I objected a day or two ago to the behaviour of the one-sample t.test in R
where it is easy to generate a "confidence interval" for the mean of the
population
which does not contain the sample mean, in the case where the null
hypothesis is
rejected.  It now appears that the same behaviour is latent in the code for
the two-sample version of this test.  The relevant lines from the code for the
t.test function are reproduced below, the two lines I find objectionable in
each
being the ones where a value is assigned to tstat.
	

if (var.equal) {
                        df <- nx + ny - 2
                        v <- ((nx - 1) * vx + (ny - 1) * vy)/df
                        stderr <- sqrt(v * (1/nx + 1/ny))
                        tstat <- (mx - my - mu)/stderr
                }
                else {
                        stderrx <- sqrt(vx/nx)
                        stderry <- sqrt(vy/ny)
                        stderr <- sqrt(stderrx^2 + stderry^2)
                        df <- stderr^4/(stderrx^4/(nx - 1) + 
                                stderry^4/(ny - 1))
                        tstat <- (mx - my - mu)/stderr
                }


I say this problem is LATENT in the code, because it is very rare indeed
to apply the two-sample t-test with a proposed null-value for the difference
of the means of the populations from which the samples came different from 0.
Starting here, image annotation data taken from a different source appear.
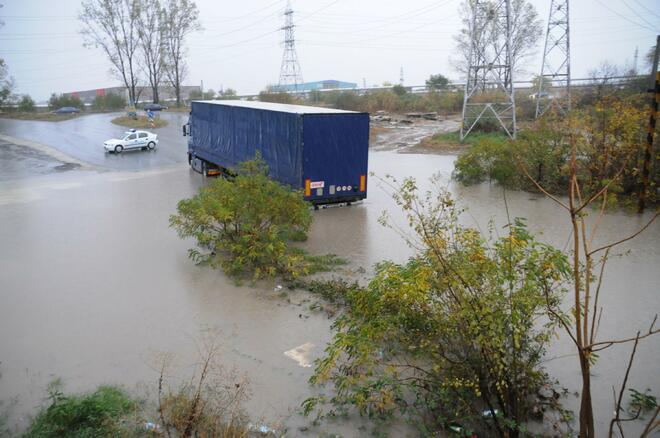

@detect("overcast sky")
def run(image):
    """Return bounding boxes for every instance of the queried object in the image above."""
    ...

[0,0,660,100]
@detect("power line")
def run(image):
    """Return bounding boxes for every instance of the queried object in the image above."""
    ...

[596,0,656,32]
[621,0,655,27]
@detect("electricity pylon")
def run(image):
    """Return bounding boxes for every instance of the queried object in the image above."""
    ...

[536,0,571,118]
[279,0,303,91]
[461,0,516,140]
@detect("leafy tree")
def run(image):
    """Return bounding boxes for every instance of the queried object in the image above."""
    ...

[170,157,312,278]
[138,0,165,103]
[303,179,570,437]
[48,93,85,111]
[452,0,543,83]
[18,94,37,113]
[0,58,14,106]
[426,74,449,90]
[163,0,201,106]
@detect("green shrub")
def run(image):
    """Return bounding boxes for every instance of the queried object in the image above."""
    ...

[18,94,37,113]
[25,381,138,438]
[170,157,312,278]
[303,179,570,437]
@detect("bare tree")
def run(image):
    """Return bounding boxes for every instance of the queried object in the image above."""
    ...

[164,0,201,106]
[138,0,165,103]
[451,0,543,83]
[519,114,660,438]
[78,0,140,103]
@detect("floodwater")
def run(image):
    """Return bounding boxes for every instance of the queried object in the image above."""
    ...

[0,114,660,437]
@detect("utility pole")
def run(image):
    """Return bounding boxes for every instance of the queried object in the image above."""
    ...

[536,0,571,118]
[637,35,660,213]
[279,0,303,91]
[461,0,516,141]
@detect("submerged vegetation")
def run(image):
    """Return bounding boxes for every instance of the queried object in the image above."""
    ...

[304,179,570,437]
[170,157,343,279]
[454,97,660,206]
	Nevertheless if such a case were analysed, with a straightforwardd two-sided
alternative, one would expect the confidence interval for the difference of
the
population means given as part of the output to be centred on the
difference of
the sample means observed. Instead the same anomalous behaviour is of course
apparent as in the one-sample case as the following examples show.

> x.sample <- scan()
1: 4 5 6 7 8
6: 
Read 5 items
> y.sample <- x.sample
> t.test(x.sample,y.sample,var.equal=TRUE,mu=50)

	 Two Sample t-test 

data:  x.sample and y.sample 
t = -50, df = 8, p-value = 0 
alternative hypothesis: true difference in means is not equal to 50 
95 percent confidence interval:
 -52.306 -47.694 
sample estimates:
mean of x mean of y 
        6         6 

> t.test(x.sample,y.sample,mu=50)

	 Welch Two Sample t-test 

data:  x.sample and y.sample 
t = -50, df = 8, p-value = 0 
alternative hypothesis: true difference in means is not equal to 50 
95 percent confidence interval:
 -52.306 -47.694 
sample estimates:
mean of x mean of y 
        6         6 

I guess the same simple remedy is available in these cases as for the
one-sample test, until and if changes are made in version 0.61.2.